Your article acknowledges that for months “Capitol Hill busybodies” had been sending e-mails to neighbors and otherwise complaining about the noise Heart & Soul was creating in the community. Why are none of these people quoted in your article? You say nothing about whether you even attempted to talk with any of them, save Councilmember Sharon Ambrose.

I hope my neighbors who are more informed about the Heart & Soul situation will write to you to help set the record straight, but here are a few facts as I understand them that your article either ignored or misstated:

First, the “busybodies” e-mail tells me in a Nov. 5 communication—well before your reporter’s deadline, I would think—that Heart & Soul was fined $1,500 by the ABC Board as a “result of apparent violations, such as staying open two hours longer than their license stated and offering music that did not conform to their application of ‘easy listening, light jazz, and poetry readings.’ Also, they may not have permission to use the current space for these functions, but that issue was not settled.”

According to a communication from Councilwoman Ambrose, as quoted in the neighborhood e-mail system, “The ABC Board determined that the activity at Heart & Soul during its nightclub events has not been consistent with what the owners of the restaurant originally entered on their application for a CR-Restaurant liquor license.

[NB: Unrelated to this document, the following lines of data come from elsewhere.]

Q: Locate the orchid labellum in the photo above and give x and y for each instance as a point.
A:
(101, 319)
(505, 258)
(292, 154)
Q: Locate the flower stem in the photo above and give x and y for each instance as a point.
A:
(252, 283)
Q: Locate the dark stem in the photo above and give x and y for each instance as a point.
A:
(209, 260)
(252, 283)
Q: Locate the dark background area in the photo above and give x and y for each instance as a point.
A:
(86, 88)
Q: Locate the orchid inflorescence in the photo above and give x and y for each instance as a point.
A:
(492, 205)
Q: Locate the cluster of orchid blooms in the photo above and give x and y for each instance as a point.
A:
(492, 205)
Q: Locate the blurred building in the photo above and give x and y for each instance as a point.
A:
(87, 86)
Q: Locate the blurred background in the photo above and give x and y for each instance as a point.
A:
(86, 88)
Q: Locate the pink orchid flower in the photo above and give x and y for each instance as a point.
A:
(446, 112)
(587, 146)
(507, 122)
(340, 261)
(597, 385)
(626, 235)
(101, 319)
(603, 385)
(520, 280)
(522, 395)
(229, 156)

That application asserted that alcohol would be sold Sundays through Wednesdays only from 11 a.m. to 12 a.m., and that entertainment would be limited to ‘live easy listening jazz, poetry and dinner music.’ The ABC Board has issued a $1,500 fine to the Heart & Soul Cafe and has suspended its liquor license for four consecutive Wednesday nights, for operating in a way that is inconsistent with the original application.”

Although your article does quote Ambrose as saying, “This is about responsible exercising of an ABC license,” it says nothing about what Heart & Soul’s ABC license actually permits it to do. Were the e-mail messages I received inaccurate, or was your article misleading? From what I know, I place much more confidence in the e-mails I’ve received for accurate reporting.

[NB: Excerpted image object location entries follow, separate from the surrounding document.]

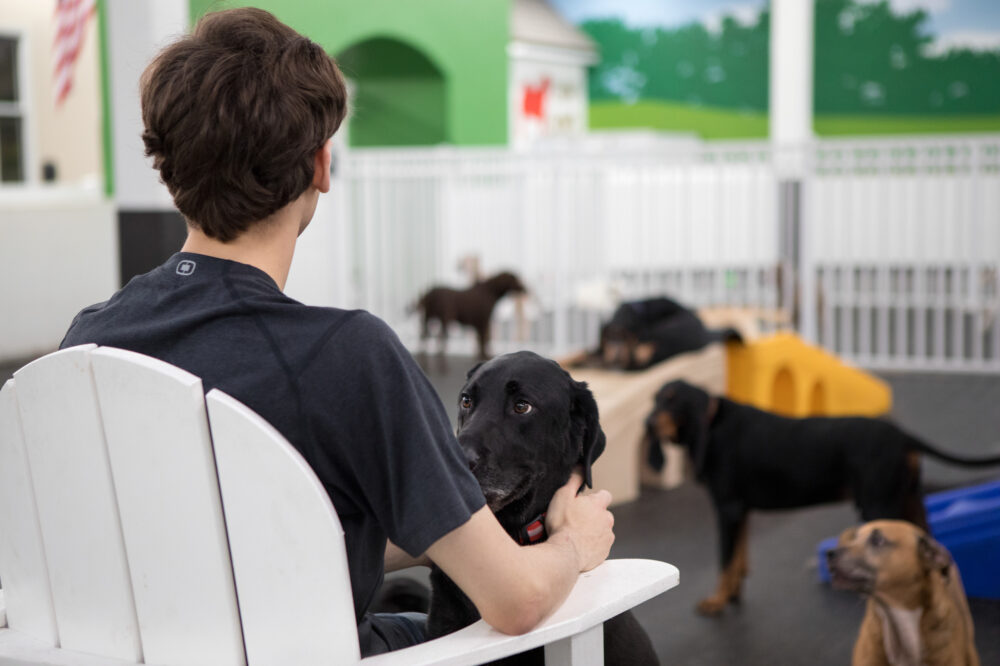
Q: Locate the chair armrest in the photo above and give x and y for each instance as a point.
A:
(599, 595)
(17, 649)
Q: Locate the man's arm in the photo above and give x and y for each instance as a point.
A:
(516, 587)
(396, 558)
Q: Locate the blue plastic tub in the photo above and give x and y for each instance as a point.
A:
(966, 521)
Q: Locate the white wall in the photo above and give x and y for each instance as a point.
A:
(136, 32)
(58, 254)
(68, 135)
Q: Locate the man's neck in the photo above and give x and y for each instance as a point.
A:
(267, 245)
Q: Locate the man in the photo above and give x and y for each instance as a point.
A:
(238, 118)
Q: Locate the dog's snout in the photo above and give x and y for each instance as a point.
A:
(473, 458)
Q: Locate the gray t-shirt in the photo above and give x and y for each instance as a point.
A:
(337, 384)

I would like to go on concerning information I read in e-mails and the Washington Post that is inconsistent with your reporting about the murder, but I think I’ve said enough about the factual problems in your article. I must, however, comment about the racial angle that your article focuses on. As a white man, I know I have to acknowledge that I live in a racist society, and that my neighborhood is not—and indeed I myself am not—immune to the racism that pervades our society. I will also acknowledge that, unfortunately, white residents on Capitol Hill would probably be slightly more forgiving if noisy patrons exiting the Heart & Soul at 2 on a Thursday morning were white. This is a sad fact that we all must work to change. But the difference in the treatment of white patrons vs. black patrons in this particular case would be of the smallest degree. Noise at 2 a.m. on a weekday night when you’re trying to sleep is noise, be it white or black. I think your paper has done a disservice to race relations in the city by emphasizing the race angle in this story rather than the facts.